Certainly, Saturday’s loss made reaching that benchmark more difficult. At 24-39, the Rays began Sunday with the worst record in the majors. They must go 26-11 over their next 37 games to reach Maddon’s benchmark.  

Sound daunting? Sure. Still, it provides some shape to the season, which Rays players said can be a positive.

"It shortens the season for right now," right-hander Alex Cobb said. "It makes us look at the importance of every game. You can look, like I said, at a 162-game season and see a game in the beginning of June and say, ‘Well, it’s not that important of a game.’ But when we look at it through that perspective, then (it’s) tonight, ‘We’ve got to win tonight. We’ve got to fight.’"

Added second baseman Ben Zobrist: "I’m not a big numbers goal-setter anyway, so I won’t think too much about it. Some guys might, but it definitely won’t be something I think about. I just try to stay in the present. I think that’s what these guys are doing. I’m sure that’s a benchmark he mentioned. But in reality, he’s not really thinking about that every day either. He’s thinking about what we have to do today in this particular play at the moment. That’s kind of what’s made us good in the past, so let’s stick with it."


Outfielder Brandon Guyer’s cast will come off his fractured left thumb Monday. X-rays will be taken to study the progress of his healing, and he targets a return sometime in late June.

The Rays placed him on the disabled list May 26, after the injury occurred when he attempted a diving catch of a fly ball off the bat of the Boston Red Sox’s Grady Sizemore on May 25 at Tropicana Field.

Guyer has hit .262 with one home run and six RBI this season.


Saturday night, Evan Longoria’s fiancee, Jaime Edmondson, tweeted news that the couple expects their second kid in November. Their daughter, Elle, was born Feb. 20, 2013.

Longoria was in good spirits when the development was raised in the Rays clubhouse Sunday morning. Longoria and Edmondson hope to be married in winter 2016.


— Left-hander David Price, who’s scheduled to start Monday in the series finale against Seattle, said the Rays’ current struggle stands out among his seven seasons in the major leagues. Part of the pain has to do with his inconsistency, he said. He’s an underwhelming 4-5 with a 4.03 ERA this season. "It’s frustrating," he said. "We’re going through a tough time. It’s probably the toughest time I’ve been a part of in baseball. I don’t feel like I’ve had two good starts in a row."

— Catcher Jose Molina anticipates catching up with his six-time National League Gold Glove Award-winning younger brother, Yadier Molina, when the Cardinals are part of a two-game series Tuesday and Wednesday at Tropicana Field. Jose said Yadier will stay with him during the brief visit, but don’t expect baseball to be a topic of conversation when they meet. "We don’t talk about baseball when we’re together," Jose said. "We talk when we’re training. We talk when we’re practicing.
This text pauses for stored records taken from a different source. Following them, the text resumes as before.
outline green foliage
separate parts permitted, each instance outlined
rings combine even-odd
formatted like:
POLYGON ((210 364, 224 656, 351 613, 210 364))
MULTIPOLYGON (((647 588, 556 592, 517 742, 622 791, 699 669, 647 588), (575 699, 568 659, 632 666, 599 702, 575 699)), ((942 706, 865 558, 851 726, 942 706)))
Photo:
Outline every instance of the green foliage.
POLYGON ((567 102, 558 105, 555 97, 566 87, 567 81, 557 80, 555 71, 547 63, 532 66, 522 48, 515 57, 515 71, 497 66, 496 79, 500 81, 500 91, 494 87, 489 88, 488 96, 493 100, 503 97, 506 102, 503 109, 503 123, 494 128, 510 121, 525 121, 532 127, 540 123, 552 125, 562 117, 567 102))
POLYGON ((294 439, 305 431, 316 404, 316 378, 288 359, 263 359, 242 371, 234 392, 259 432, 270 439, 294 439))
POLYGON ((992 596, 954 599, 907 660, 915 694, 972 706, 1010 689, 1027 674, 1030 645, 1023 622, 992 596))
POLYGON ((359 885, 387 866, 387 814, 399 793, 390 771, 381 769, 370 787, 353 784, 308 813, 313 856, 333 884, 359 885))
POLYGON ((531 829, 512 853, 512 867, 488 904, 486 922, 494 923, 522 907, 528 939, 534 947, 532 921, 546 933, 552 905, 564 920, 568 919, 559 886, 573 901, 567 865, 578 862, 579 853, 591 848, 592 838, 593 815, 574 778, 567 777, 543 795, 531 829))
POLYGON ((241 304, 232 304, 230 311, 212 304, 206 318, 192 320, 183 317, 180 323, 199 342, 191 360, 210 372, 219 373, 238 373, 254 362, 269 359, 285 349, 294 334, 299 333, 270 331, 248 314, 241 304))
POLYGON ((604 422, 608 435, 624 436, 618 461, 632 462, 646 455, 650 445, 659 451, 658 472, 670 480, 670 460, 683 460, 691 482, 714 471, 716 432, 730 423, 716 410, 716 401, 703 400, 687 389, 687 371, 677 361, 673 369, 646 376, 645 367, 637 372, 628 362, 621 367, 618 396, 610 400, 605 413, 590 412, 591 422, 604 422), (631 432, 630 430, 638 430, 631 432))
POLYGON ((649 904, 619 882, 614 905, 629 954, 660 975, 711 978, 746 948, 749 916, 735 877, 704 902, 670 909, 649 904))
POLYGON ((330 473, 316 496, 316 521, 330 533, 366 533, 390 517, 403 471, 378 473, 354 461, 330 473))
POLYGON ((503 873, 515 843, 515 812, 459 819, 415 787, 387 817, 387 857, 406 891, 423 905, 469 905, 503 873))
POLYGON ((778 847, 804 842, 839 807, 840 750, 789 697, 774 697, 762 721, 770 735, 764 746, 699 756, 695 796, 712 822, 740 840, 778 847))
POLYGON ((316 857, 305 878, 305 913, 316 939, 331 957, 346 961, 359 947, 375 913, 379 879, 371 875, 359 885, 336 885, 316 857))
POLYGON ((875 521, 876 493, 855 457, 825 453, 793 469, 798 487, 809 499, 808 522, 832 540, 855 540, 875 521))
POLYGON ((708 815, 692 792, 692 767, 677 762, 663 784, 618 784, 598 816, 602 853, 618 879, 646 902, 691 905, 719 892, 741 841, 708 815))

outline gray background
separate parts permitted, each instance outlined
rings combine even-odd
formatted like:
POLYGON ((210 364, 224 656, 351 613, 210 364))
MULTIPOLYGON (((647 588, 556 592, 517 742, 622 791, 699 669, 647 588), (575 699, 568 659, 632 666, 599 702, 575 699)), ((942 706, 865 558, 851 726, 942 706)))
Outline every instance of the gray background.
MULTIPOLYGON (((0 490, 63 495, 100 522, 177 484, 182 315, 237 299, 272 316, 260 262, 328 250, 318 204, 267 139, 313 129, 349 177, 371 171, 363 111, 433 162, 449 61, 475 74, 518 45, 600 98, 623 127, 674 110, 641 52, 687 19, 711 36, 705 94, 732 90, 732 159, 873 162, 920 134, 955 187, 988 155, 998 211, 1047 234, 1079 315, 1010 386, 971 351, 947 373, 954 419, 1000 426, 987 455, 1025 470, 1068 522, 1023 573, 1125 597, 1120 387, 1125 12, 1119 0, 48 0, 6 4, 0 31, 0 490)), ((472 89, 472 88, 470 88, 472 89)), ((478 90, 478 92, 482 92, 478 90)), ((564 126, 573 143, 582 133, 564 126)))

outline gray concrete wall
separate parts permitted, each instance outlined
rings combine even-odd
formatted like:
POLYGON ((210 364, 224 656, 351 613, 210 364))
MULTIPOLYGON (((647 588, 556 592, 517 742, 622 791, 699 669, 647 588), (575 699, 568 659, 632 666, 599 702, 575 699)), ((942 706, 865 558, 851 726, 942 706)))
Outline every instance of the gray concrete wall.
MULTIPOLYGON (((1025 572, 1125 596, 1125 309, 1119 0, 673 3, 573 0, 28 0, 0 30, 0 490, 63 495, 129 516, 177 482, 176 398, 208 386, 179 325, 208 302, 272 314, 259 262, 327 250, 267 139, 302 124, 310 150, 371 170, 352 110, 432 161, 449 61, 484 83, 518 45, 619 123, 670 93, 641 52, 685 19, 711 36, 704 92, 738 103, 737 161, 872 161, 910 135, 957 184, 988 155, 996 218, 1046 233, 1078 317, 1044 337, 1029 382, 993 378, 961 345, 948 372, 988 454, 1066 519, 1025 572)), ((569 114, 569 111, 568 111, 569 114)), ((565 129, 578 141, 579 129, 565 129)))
But when we’re home or (have) free time, we barely talk much about baseball. We want to enjoy each other away from the game and stay away from everything. We just keep it simple. We just have a great time together."

— Longoria received a nice parting gift Saturday from Weezer, which held a postgame concert at Tropicana Field. Members of the rock band signed the third baseman’s drum head, which he proudly tweeted Sunday morning.